Though widely used, Kothmann points out that AU is a supply-based measurement of forage demand. By definition, it represents 26 lbs. of dry matter intake (DMI)/day, which is supposed to represent the maintenance for one cow. But the definition doesn’t say whether that’s a 900-lb., fat, dry cow or a wrung-out, 1,500-lb. mama nursing a calf. AU accounts for neither the energy demand of specific animals nor the energy provided by specific forages.

This imprecision coupled with the challenges cited above led Kothmann to begin considering the puzzle from the opposite direction back in the 1980s. Ultimately, he developed a model for managing carrying capacity that utilizes grazing demand days (DD) as the unit of measure.

Whereas AU represents DMI regardless of forage nutrient value, DeGroff explains DD also approximates the energy requirements for gain.

As the term implies, rather than a supply-based yardstick such as AU represents, DD expresses the calories demanded by livestock – cattle and other large ruminants – for both maintenance and gain. Specifically, one DD equals 12 mega calories of intake for maintenance and gain.

Kothmann wanted more than a different yardstick, though. He wanted a way to estimate forage availability, demand and use in such a way that he could detect shortfalls further down the road rather than too late or after the fact.

Applicable to all operations

Kothmann’s answer is The Grazing Manager (TGM), a computer-based, decision-support tool that budgets forage demand against forage supply using DD as the measure.

“It allows the manager to forecast forage balance many months into the future, make timely adjustments to stock numbers, and avoid risks associated with overstocking during drought,” Kothmann explains. It empowers grazing managers to be proactive rather than reactive.

While this article is slanted toward rangeland, Kothmann emphasizes TGM can be utilized with any forage and grazing system.

“TGM was developed to capture the basic elements of the intuitive management approach used by many successful grazing managers and structure them into a quantitative dynamic grazing model,” Kothmann says.

Before your eyes start to glaze over, yes, the system requires input, but nothing more than what’s already rattling around your brain. Think here in terms of the number grazing, for how long, weights on and off pasture, etc.

The variables that must be input, all of which are observable, include:

  • Forage year,
  • Seasonal forage growth cycle,
  • Pasture production in DD,
  • Annual livestock flow,
  • Management plan for grazing, burning, haying and supplementation,
  • Actual forage growth rates (estimated by the manager) and
  • Pasture use rating (% DD used).

The software leads users through the process and contains the necessary data, such as forage growth cycle information for wherever you operate, besides doing the calculations automatically.
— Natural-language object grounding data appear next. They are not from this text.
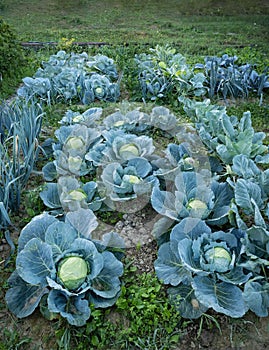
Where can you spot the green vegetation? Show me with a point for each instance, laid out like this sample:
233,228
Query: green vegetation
142,317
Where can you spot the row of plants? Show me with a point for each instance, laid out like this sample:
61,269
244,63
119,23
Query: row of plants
209,184
162,75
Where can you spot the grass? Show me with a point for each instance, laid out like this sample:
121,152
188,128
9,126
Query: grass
195,29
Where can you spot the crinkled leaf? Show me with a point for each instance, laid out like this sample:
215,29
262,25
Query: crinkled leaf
23,298
74,309
89,252
256,296
107,283
164,203
36,228
189,228
50,196
83,220
49,171
35,262
59,236
222,297
246,192
245,167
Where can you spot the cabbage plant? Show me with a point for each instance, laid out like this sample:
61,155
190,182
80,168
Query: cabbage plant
205,269
195,197
57,261
118,146
130,181
69,194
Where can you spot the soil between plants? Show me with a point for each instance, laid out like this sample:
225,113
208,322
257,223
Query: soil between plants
248,333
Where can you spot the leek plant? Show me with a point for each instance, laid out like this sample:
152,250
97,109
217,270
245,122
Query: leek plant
20,125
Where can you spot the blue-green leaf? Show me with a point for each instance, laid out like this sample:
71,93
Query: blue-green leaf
74,309
107,283
36,228
23,298
189,228
83,220
50,196
222,297
60,236
256,296
35,262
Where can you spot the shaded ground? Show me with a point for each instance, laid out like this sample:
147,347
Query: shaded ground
35,332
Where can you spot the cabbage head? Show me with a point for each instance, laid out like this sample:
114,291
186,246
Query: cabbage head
128,181
193,197
204,268
59,263
120,147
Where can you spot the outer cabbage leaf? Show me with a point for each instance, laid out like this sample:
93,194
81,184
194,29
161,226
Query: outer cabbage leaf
75,309
50,196
246,193
59,236
23,298
35,262
256,296
221,296
90,254
190,228
84,221
36,228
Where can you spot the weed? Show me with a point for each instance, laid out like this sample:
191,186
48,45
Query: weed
13,340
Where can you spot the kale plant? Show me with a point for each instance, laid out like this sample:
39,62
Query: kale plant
227,79
67,77
164,72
Much of the TGM output is graphical, too, such as a continuum between light and heavy pasture use.

“The input doesn’t have to be exact,” Kothmann says. “You say what the range or pasture should look like based on the estimates you input. If it doesn’t, then you review your estimates until TGM and your observations agree.”

DeGroff adds that, “When there is a deficit in moisture, you can put a percentage to it – above or below normal – and approximate the reduction in forage production based on the growth curve for that specific forage in your area.”

In other words, relative to current growing conditions, based on the season forage growth cycle, TGM estimates available DD for the forage year. As growing conditions change and producers input an adjustment to reflect the change, TGM adjusts available DD for the remainder of the forage year.

Such monitoring and adjusting, especially early on, is part of what is termed calibration; calibrating you and how you use the system rather than calibrating the model.

By design, TGM doesn’t tell users what they should and shouldn’t do. It’s merely a tool offering them more precise projections to use in making decisions, Kothmann and DeGroff say.